Masalahnya mereka nih baru kenal, takutnya nanti Prabu malah orang jahat.

Prabu mengangkat bahunya. “Okay,” katanya santai.

“Tapi om tuh S2 di UI emang prodi apa?”

“Katanya too much information? Gimana sih?” Prabu giggling.

“Oh iya.” Selene nyengir lalu kembali memakan red velvet cakenya. “Ini bill nya sendiri-sendiri kan?”

“My treat.”

“Your treat mulu. Ntar minta balas budi pusing gua.”

Prabu tertawa. Sore ini kayaknya Prabu banyak tertawa karena Selene. Padahal tadi dia merasa capek banget.

“Kalau merasa hutang budi ya traktir balik aja, Selene. You have my number, bisa hubungi langsung.”

“Ih serius ini?”

Prabu menggeleng pelan. “Enggak kok.”

Keduanya terdiam beberapa saat sebelum akhirnya Prabu angkat bicara.

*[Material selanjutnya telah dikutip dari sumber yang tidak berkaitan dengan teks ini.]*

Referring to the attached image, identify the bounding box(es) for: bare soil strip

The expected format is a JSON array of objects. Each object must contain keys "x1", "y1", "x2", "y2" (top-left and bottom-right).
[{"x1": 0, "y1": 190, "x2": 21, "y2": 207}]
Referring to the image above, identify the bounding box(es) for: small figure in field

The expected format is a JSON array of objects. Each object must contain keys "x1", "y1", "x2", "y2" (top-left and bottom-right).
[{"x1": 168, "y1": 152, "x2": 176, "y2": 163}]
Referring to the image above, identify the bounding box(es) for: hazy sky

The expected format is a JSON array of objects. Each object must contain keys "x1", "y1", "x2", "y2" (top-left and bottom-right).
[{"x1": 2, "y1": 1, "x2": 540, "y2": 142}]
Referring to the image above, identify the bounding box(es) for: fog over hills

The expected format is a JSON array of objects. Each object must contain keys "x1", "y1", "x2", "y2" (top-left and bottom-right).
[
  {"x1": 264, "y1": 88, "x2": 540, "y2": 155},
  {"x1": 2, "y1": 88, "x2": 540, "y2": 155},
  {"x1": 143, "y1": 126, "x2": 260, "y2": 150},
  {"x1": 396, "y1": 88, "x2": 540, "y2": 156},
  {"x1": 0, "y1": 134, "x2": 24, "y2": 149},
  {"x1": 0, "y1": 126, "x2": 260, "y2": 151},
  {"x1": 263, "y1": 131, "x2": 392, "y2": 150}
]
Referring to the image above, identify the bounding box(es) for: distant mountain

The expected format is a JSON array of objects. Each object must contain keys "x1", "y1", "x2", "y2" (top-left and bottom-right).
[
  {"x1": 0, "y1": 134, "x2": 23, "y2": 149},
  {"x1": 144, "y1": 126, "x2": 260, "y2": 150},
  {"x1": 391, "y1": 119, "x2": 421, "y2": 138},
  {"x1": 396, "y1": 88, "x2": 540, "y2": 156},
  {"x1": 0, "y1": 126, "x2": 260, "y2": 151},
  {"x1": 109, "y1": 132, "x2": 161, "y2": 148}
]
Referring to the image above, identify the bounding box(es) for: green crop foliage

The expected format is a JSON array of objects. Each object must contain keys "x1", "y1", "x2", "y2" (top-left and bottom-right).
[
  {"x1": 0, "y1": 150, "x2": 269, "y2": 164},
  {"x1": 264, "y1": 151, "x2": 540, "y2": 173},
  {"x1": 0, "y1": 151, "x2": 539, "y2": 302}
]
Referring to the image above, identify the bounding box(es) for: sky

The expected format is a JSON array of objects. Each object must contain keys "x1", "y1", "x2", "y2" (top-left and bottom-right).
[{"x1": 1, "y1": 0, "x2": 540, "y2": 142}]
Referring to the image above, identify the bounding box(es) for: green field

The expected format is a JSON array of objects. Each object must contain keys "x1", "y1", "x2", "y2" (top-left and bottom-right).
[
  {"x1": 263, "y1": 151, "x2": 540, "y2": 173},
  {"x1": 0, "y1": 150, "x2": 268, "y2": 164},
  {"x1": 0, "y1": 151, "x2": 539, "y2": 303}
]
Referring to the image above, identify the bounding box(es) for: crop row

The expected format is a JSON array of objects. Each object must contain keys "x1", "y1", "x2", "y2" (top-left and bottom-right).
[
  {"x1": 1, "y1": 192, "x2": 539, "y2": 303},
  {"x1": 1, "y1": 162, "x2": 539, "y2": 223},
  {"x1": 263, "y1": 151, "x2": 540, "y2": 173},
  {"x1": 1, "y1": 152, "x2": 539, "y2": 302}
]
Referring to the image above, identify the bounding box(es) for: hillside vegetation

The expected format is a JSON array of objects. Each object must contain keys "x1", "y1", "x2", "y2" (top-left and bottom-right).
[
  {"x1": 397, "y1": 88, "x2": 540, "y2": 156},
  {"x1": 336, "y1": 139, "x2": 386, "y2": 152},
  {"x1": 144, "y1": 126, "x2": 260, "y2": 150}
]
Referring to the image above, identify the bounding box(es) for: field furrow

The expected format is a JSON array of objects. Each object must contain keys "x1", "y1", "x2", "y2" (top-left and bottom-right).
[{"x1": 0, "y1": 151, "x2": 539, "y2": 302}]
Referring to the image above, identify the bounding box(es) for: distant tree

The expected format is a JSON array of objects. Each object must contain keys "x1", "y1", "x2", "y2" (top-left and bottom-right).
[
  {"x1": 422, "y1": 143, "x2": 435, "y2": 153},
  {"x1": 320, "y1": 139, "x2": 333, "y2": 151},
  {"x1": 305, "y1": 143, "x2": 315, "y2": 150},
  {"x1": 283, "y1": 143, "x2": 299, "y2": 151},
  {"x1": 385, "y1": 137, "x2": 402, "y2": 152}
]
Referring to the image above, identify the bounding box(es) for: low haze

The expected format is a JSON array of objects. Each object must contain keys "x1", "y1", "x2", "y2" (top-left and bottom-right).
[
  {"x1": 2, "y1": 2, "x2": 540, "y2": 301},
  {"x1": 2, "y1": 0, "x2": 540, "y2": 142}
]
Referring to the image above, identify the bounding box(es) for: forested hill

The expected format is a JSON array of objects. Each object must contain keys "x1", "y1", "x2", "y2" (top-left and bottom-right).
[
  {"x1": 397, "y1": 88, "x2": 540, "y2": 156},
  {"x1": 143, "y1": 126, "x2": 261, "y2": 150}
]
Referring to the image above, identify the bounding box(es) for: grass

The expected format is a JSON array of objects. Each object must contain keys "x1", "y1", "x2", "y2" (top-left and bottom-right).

“Saya boleh follow twitter kamu gak? Lucu banget soalnya kalau nge-tweet.”

“Hah? Jangan lah.”

Prabu tertawa, ia lalu merogoh jasnya dan mengeluarkan handphonenya lalu ia perlihatkan layar handphonenya yang menyala pada Selene.

“Udah saya follow sih sebenarnya.”

“Ih, jangan lah om. Unfollow aja.”

“Suka-suka saya dong.” Kata Prabu segera menjauhkan handphonenya begitu Selene mencoba merebut.

“Gak bakal saya followback.”

“Ya gak papa, saya cuma mau liat tweet kamu aja.”

“Ga jelas.”

“Iya, saya juga heran sendiri ini saya kenapa, ya?”